Болезнь, зима, злые мальчишки. Единственно светлое — приход отца, а я ему — уходи поскорее… Нелепость!

Мне было двадцать лет. Я слушал панк–рок, арт–рок, джаз–рок, психоделик–рок… Я был нонконформистом, концептуалистом и вообще всем тем, чем только мог себя вообразить провинциальный юноша в начале восьмидесятых. Мой скромный заработок пожирали музыкальная и вещевая барахолки. Виниловый диск «King Krimson» и джинсы «Wrangler» отражали гармоническое единство моего внутреннего мира и внешнего облика.

Улица, на которой я жил, в сущности, называлась Депутатской лишь по недоразумению. В свете моей жизни она должна была бы называться улицей Ломбар или Томб Иссуар, или Тридцать восьмой авеню. Благодаря тому, что пара художественных книг произвела на меня впечатление, география окружающего мира в моей голове была сильно искажена.

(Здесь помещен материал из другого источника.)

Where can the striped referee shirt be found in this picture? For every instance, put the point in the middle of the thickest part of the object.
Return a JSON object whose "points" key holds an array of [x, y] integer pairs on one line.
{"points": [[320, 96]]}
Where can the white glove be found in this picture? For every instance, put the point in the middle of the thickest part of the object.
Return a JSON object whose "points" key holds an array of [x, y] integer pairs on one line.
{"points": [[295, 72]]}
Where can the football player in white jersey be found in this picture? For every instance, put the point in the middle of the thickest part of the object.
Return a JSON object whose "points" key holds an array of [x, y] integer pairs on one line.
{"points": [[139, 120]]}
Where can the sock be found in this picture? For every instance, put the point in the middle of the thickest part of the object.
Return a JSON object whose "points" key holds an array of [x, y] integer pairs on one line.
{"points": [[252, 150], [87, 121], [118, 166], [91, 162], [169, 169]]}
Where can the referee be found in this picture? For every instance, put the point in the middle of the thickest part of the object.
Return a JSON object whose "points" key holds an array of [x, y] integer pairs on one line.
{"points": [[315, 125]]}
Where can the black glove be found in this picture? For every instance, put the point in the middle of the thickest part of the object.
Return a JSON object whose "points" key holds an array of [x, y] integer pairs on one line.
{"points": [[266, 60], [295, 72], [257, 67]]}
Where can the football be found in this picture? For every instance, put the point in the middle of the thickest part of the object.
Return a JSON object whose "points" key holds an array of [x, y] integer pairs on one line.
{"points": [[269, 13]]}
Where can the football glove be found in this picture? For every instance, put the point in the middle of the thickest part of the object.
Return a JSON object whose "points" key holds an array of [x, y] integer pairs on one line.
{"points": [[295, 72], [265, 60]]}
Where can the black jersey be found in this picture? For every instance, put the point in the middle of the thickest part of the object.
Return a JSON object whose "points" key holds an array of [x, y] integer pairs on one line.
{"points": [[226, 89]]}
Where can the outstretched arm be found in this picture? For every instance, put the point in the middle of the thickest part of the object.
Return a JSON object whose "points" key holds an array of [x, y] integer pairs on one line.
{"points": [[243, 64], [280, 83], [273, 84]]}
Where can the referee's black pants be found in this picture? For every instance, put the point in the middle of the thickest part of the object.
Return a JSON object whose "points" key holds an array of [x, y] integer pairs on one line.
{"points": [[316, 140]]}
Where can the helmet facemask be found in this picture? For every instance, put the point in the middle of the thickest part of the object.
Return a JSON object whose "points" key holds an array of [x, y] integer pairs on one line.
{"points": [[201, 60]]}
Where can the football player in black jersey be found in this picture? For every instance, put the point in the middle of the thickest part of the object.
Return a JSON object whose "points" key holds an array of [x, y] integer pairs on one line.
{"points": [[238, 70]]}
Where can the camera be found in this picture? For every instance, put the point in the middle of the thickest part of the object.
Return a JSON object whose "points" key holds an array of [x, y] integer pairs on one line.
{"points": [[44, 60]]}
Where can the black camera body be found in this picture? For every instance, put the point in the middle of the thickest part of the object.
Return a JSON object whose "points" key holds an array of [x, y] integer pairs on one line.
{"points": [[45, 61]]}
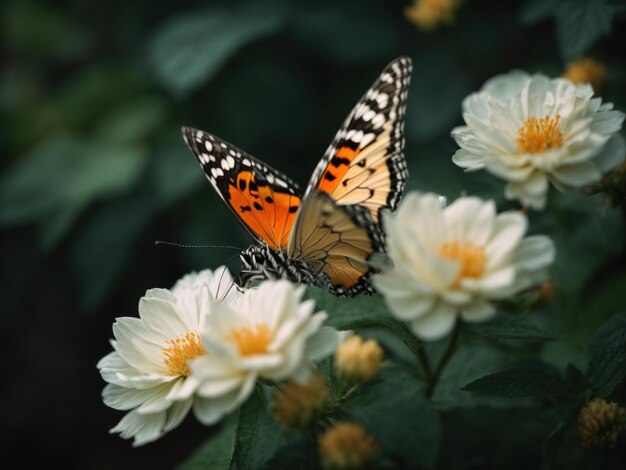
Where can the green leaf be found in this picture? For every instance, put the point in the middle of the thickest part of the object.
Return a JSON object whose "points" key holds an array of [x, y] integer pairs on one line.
{"points": [[469, 362], [187, 51], [300, 454], [607, 357], [395, 412], [507, 327], [434, 104], [361, 312], [259, 436], [217, 452], [580, 23], [61, 177], [103, 247], [538, 380], [539, 10], [133, 121], [348, 34]]}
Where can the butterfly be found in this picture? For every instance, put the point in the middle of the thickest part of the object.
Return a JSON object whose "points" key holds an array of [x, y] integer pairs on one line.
{"points": [[330, 235]]}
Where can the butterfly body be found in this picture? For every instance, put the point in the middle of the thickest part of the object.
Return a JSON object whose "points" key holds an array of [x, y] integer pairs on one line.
{"points": [[329, 236]]}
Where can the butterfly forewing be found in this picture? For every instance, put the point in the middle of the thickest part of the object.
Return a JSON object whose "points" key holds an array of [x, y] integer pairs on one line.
{"points": [[264, 200], [336, 240], [364, 165]]}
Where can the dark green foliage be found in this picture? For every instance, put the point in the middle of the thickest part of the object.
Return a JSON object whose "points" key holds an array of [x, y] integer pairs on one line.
{"points": [[217, 452], [394, 411], [521, 382], [607, 357]]}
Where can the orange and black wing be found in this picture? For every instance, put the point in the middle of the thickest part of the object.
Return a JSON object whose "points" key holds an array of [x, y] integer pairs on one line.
{"points": [[364, 164], [339, 241], [264, 200]]}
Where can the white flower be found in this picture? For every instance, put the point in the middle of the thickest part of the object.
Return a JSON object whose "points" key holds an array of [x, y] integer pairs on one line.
{"points": [[148, 371], [452, 261], [530, 130], [220, 283], [266, 333]]}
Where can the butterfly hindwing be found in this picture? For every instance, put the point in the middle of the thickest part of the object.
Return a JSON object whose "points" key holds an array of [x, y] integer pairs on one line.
{"points": [[331, 236], [336, 240], [364, 165], [264, 200]]}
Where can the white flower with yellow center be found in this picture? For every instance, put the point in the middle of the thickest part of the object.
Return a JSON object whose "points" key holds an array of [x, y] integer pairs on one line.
{"points": [[148, 371], [450, 262], [530, 130], [266, 333]]}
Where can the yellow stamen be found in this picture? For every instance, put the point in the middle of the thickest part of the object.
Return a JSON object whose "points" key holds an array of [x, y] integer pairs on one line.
{"points": [[470, 257], [253, 340], [180, 351], [539, 135]]}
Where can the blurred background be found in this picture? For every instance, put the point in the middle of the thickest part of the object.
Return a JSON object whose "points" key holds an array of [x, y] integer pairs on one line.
{"points": [[92, 97]]}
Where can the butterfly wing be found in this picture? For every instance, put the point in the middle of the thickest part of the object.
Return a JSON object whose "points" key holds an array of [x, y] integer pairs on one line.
{"points": [[264, 200], [364, 165], [337, 240]]}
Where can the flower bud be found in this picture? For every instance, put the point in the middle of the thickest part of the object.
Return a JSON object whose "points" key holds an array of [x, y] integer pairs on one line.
{"points": [[358, 360], [298, 405], [600, 423], [347, 446], [586, 70], [429, 14]]}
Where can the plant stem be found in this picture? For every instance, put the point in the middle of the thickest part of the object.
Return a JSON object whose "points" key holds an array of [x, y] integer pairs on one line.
{"points": [[443, 360], [424, 362]]}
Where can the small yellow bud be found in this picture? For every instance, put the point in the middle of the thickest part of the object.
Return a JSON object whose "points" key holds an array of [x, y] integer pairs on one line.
{"points": [[347, 446], [428, 14], [358, 360], [600, 423], [298, 405], [586, 70]]}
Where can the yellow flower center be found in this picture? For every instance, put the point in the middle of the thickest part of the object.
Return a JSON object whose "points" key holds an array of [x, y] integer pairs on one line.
{"points": [[253, 340], [470, 257], [539, 135], [180, 351]]}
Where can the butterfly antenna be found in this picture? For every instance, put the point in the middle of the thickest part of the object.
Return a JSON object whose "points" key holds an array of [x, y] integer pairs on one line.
{"points": [[219, 284], [180, 245]]}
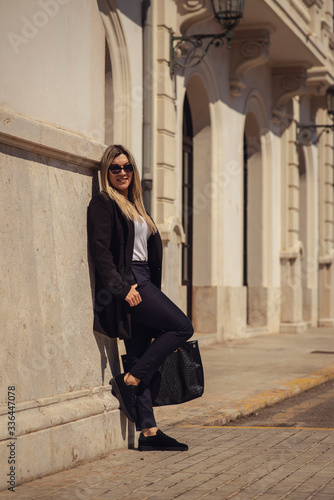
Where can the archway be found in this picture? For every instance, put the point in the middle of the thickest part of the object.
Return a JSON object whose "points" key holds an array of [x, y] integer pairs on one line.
{"points": [[253, 225], [306, 299], [203, 193]]}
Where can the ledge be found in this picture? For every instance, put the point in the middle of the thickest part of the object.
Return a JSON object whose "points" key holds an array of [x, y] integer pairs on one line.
{"points": [[45, 413], [41, 138]]}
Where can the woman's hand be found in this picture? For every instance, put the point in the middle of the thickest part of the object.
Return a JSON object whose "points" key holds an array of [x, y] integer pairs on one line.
{"points": [[133, 297]]}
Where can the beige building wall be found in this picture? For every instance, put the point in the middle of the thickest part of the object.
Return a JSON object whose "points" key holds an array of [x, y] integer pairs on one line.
{"points": [[81, 73], [52, 134]]}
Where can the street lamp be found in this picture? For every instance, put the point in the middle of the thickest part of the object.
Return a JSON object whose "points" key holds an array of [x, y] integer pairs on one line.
{"points": [[188, 51], [303, 131]]}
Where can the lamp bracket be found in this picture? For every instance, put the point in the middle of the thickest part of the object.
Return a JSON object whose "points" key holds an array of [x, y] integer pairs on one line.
{"points": [[189, 51], [304, 133]]}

Стиль жизни я старался моделировать в соответствии со своими взглядами. В основном это выражалось в том, что мы с друзьями пили пиво, слушали пластинки и обсуждали последние новости из контрабандного журнала «Music Life». «Фрипп в очередной раз сменил всех музыкантов в своей команде», «Уотерс разругался с Гилмором, ушел и выпустил обалденный сольник «The Pros & the Cons». Подсчитывая выпитые бутылки, самые продвинутые из нас, на американский манер, не загибали, а выкидывали пальцы.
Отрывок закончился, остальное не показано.